Voice of the Mid-Columbia
Kennewick, Pasco and Richland, Washingt



Depot at 1 year of rocket burning

This story was published Thursday, September 8th, 2005

By Jeannine Koranda, Herald Oregon bureau

HERMISTON -- The Umatilla Chemical Depot marks its first year of burning chemical weapons today -- a year marked by a few worker mistakes, unexpected fires and more than 30,000 unstable chemical rockets destroyed.

While it took the depot's incinerator all day to destroy the first rocket a year ago, a third of the total stockpile of 91,442 rockets has been destroyed, and depot officials are looking forward.

That future should see work begin soon on destroying 750-pound bombs filled with GB sarin, and the start to burning of VX nerve agent and possibly mustard in about a year.

If all goes as scheduled, the entire deadly stockpile will be destroyed in about five years. And that means the facility near Hermiston is on track to meet an international treaty deadline calling for the nation's chemical stockpile to be destroyed by 2012, said Don Barclay, depot site project manager.

The first job is to destroy the stockpile of GB sarin-filled M55 rockets, said Doug Hamrick, project general manager for Washington Group International, the company hired to operate the incinerator.

The rockets are considered the most dangerous item in the stockpile because they contain aging explosives. Officials estimate it will take about another year to finish destroying the rockets.
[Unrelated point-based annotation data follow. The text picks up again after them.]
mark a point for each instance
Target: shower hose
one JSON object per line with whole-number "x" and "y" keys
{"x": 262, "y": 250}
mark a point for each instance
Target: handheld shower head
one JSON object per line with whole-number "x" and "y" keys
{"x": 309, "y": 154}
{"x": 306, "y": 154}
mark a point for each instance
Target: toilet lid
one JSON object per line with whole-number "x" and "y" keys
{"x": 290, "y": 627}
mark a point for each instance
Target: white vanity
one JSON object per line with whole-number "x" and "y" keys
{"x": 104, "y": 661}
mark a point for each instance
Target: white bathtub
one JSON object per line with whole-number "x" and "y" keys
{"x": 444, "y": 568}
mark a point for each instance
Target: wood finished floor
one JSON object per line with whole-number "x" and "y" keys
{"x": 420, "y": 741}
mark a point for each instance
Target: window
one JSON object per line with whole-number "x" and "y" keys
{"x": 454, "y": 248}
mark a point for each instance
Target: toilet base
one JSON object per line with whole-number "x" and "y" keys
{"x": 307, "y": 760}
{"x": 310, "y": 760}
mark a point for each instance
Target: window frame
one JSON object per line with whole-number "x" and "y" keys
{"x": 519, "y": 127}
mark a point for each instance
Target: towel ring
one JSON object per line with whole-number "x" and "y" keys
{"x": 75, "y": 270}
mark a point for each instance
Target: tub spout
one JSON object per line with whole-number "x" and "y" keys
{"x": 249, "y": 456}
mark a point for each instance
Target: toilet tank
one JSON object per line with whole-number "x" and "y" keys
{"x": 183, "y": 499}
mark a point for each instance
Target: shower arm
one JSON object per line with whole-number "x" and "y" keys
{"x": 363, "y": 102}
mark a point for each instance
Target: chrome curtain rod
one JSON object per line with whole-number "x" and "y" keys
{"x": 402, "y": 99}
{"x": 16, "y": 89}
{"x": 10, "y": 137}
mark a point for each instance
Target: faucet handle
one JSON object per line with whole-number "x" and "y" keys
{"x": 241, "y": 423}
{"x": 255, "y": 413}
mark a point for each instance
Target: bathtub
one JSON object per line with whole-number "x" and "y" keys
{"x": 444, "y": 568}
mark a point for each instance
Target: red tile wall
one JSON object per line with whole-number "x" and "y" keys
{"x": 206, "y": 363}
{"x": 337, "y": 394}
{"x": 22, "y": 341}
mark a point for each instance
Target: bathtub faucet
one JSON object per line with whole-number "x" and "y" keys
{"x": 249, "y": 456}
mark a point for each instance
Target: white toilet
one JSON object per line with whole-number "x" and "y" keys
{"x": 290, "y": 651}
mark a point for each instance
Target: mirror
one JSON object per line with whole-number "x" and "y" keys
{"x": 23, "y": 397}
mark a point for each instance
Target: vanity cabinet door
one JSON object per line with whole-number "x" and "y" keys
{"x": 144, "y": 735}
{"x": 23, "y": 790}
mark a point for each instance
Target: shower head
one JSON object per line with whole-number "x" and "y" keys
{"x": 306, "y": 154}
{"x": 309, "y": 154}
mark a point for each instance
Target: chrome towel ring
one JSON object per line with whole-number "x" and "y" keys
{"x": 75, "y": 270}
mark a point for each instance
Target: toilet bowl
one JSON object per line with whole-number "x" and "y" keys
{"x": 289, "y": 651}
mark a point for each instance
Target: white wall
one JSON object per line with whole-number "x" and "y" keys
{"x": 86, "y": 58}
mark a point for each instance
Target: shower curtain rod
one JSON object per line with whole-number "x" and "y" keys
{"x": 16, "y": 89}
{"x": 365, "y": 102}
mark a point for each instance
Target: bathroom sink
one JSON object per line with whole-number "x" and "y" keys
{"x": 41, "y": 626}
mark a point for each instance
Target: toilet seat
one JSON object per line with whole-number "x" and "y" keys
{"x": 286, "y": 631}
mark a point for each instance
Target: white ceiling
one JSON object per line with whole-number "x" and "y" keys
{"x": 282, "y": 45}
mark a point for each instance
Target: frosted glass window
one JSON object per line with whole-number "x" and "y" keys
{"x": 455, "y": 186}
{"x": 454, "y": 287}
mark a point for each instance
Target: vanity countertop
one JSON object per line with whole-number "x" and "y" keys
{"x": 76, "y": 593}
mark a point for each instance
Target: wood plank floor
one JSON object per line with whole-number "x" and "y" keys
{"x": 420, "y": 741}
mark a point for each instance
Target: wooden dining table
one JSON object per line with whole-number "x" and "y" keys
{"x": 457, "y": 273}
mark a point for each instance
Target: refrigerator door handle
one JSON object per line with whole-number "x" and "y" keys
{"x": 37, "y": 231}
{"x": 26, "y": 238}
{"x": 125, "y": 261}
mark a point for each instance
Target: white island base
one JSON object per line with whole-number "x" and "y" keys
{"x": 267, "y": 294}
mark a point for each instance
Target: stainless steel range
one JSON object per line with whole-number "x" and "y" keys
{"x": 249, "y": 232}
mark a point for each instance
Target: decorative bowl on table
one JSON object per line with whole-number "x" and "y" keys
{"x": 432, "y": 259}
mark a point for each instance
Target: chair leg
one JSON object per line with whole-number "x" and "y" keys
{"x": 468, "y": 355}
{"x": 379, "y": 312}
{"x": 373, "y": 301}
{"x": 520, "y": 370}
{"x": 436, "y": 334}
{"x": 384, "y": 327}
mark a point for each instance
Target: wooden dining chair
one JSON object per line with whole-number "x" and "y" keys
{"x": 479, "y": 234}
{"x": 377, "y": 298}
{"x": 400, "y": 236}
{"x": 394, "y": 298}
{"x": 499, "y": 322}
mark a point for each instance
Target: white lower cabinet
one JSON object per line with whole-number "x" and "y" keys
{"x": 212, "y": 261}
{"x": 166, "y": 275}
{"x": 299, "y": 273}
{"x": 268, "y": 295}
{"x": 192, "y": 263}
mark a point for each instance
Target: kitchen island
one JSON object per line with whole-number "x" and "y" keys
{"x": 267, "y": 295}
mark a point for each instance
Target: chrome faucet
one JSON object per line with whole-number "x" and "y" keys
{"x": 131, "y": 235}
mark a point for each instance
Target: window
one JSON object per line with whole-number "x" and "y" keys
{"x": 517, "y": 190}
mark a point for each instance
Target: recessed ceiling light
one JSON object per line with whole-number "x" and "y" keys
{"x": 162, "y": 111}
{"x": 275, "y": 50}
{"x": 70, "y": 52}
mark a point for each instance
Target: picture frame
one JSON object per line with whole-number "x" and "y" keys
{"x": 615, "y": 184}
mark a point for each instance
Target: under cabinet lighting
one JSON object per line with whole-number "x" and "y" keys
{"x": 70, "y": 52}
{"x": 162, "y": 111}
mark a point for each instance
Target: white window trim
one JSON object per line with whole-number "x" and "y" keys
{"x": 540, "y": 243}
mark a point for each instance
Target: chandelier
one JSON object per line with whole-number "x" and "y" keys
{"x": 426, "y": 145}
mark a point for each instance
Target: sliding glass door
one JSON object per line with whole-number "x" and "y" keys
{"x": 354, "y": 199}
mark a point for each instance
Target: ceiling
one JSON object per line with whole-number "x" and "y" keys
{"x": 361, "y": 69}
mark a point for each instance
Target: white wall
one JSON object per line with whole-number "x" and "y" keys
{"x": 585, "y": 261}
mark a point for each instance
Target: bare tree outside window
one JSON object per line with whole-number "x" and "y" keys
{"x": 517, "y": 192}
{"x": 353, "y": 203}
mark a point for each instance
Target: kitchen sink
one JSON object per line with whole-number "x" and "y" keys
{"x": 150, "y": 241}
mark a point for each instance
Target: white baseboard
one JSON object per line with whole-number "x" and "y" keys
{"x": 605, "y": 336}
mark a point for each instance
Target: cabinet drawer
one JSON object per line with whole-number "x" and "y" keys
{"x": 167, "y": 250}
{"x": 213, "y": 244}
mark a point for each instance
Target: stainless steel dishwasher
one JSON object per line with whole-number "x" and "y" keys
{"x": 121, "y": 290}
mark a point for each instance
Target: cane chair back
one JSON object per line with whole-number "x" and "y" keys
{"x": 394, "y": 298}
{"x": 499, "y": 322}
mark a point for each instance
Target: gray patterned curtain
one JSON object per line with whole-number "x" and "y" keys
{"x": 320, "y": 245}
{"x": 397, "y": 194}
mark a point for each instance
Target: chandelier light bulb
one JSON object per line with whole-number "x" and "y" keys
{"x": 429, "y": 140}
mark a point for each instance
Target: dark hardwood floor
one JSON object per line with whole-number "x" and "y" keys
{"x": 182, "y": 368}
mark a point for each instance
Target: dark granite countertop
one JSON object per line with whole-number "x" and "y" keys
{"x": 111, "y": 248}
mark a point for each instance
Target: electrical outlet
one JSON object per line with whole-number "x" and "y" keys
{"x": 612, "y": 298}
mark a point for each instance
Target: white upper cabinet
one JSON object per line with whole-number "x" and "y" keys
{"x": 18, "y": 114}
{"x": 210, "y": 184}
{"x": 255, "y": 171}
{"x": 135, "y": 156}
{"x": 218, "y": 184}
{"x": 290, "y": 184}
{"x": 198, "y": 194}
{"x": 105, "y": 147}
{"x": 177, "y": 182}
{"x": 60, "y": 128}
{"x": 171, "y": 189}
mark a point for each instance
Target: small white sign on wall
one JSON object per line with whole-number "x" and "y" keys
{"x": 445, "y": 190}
But before the rockets are finished, the plant will start destroying bulk GB agent, probably in the next few weeks.

Once the facility starts processing the bulk containers of GB nerve agent -- which include 750-pound, 500-pound and 1-ton containers -- the incinerator will be able to continue destroying munitions when the rocket processing lines are down for maintenance, Barclay said.

Because the bulk munitions don't have explosives, they are not processed in the explosive containment rooms that the rockets must run through, he said.

The bombs can be punctured and drained on a separate line, then put through the metal parts furnace to burn any residual agent. Because the bombs don't have explosives, however, doesn't mean the process will be easy because it still involves handling aging munitions, Hamrick warned.

"Each different kind of munition will present its own problems," he said. But he added that he believes workers at the facility are up to the challenge.

Still, the past year has seen mishaps. The first day of processing was halted when a worker bumped an emergency stop button. And since then, the plant has twice shut down because of workers' errors, although no one has been hurt.

The plant also has had four fires since April in which M55 rockets filled with GB sarin nerve agent caught fire as their motor sections were being cut up. The last fire was at the end of July.

The exact cause of the fires is unknown, and there appears to be no way to predict which rockets might catch fire. Yet Barclay and Hamrick said they are confident fire suppression measures installed in the rooms where the rockets are cut up mean the building can withstand the fires and continue destroying rockets.

Hamrick said he is confident the next year will not show a repeat of the errors that led to some of the shutdowns. His optimism is shared by some others.

"We've not seen a repetition of some of the early stumbles," said Dennis Murphy, administrator of the Oregon Department of Environmental Quality's chemical demilitarization program. Murphy said his staff is pleased with what they've seen and gratified to see more than a third of the rockets destroyed.

There still are potential hitches, however.

The Oregon Supreme Court recently agreed that GASP, a group opposed to the incinerator, should get its chance in court to argue about the legality of the incinerator's permits. Ultimately, the 1997 case, commonly called GASP I, asks that the permits be revoked.

In the meantime, however, the facility is continuing to make progress in destroying the deadly stockpile.

Barclay compared the incinerator work force to a "diamond in the rough" when the plant started up. Officials knew it would be a slow start-up process, he said.

However, he added, "What I'm seeing at this point when I step back, I'm seeing a diamond, a cut diamond."